Drie-eenheid
Van Wikipedia
De heilige drie-eenheid, drievuldigheid of triniteit (< Lat. trinitas; bijv. nw. trinitarisch) is de theologische opvatting in veel takken van het christendom dat God bestaat uit drie heilige personen: de Vader, de Zoon (Jezus Christus) en de Heilige Geest. In deze betekenis krijgt het woord een hoofdletter. Met name van belang is het standpunt dat Christus een incarnatie van God zelf was. De Drie-eenheid is in de Late Oudheid en de vroege Middeleeuwen onderwerp van strijd geweest: met name Arianen hebben zich verzet zich tegen erkenning van de Drie-eenheid.
Inhoud |
[bewerk] Verkenning
Het christelijk geloof is monotheïstisch, net als de islam en het joodse geloof. In het Oude Testament vinden we de tekst (Deuteronomium hoofdstuk 6 vers 4): Hoor Israël, De HERE is onze God de HERE is één!. Dit is te beschouwen als de geloofsbelijdenis van het Jodendom.
Jezus, de hoofdfiguur van het Nieuwe Testament en de belangrijkste persoon in het christendom, nam - zelf jood - deze getuigenis expliciet over (Marcus 12 vers 29).
Toch is in het christelijk geloof ook sprake van God als de Vader, de Zoon en de Heilige Geest. Reeds in de apostolische belijdenissen van het vroege christendom wordt over de Vader, de Zoon en de Heilige Geest gesproken. De christelijke doopformule spreekt (waarschijnlijk naar aanleiding van Matteüs 28 vers 19) over een doop in Naam van de Vader en van de Zoon en van de Heilige Geest.
In de geschriften van de Apostolische Vaders wordt niet alleen aan God de Vader, maar ook aan de Jezus, die men als “de Zoon” beschouwd, eer bewezen.
Dit was voor niet-christenen een wonderlijke zaak. Een strikt menselijke persoon wordt niet aanbeden noch binnen het Jodendom noch binnen de (pas later ontstane) islam.

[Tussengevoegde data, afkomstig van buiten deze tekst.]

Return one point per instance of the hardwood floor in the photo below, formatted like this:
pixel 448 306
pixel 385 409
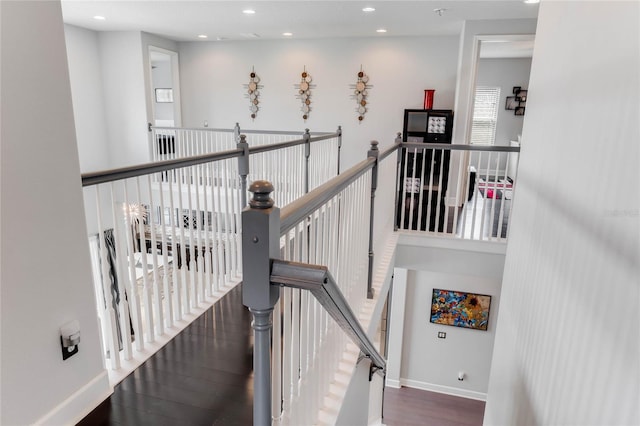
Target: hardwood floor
pixel 202 377
pixel 414 407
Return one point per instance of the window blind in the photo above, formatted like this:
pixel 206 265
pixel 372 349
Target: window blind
pixel 485 115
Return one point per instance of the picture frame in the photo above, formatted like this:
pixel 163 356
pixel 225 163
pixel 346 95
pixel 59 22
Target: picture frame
pixel 460 309
pixel 521 96
pixel 164 95
pixel 511 103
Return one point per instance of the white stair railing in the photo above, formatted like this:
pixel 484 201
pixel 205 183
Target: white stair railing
pixel 460 191
pixel 295 365
pixel 166 237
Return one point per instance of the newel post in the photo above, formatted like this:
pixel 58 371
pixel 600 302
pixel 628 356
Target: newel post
pixel 307 153
pixel 260 243
pixel 236 132
pixel 373 152
pixel 243 168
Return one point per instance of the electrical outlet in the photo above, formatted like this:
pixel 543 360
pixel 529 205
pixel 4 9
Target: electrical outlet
pixel 66 353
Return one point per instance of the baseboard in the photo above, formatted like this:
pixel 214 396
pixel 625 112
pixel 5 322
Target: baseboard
pixel 392 383
pixel 448 390
pixel 81 403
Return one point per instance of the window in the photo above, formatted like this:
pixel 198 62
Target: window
pixel 485 115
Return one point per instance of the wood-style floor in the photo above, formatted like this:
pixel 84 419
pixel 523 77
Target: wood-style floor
pixel 414 407
pixel 202 377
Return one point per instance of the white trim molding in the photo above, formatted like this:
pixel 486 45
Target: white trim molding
pixel 464 393
pixel 80 403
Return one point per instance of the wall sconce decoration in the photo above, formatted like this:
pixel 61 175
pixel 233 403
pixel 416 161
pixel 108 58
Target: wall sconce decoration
pixel 518 101
pixel 360 93
pixel 428 98
pixel 304 92
pixel 253 93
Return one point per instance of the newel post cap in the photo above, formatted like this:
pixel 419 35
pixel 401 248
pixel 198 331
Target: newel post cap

Niet-christenen stelden vragen aangaande dit spreken over God als Vader, Zoon en Heilige Geest en aangaande het aanbidden van Jezus. Een bekende joodse schrijver die hieromtrent vragen had was Tryphon (2e eeuw na Christus).
In deze context waren de christelijke theologen genoodzaakt zich te verdedigen.
Zo kwam het trinitarisch vraagstuk op de agenda te staan. Hoe moest God worden gezien? Is God één of is God drie? En hoe zit dat met de eerbewijzen aan Jezus als de Zoon (Christus)? Met andere woorden wilde men het christendom behouden als monotheïstische godsdienst (Jezus zelf dacht uitgesproken monotheïstisch) en tevens vasthouden aan het goddelijk eerbewijs aan Jezus en aan de Heilige Geest dan moest onontkoombaar antwoord gegeven worden op de vragen rond de triniteit. De drie-eenheid (of triniteit) van God is daarom een belangrijk thema in het christendom.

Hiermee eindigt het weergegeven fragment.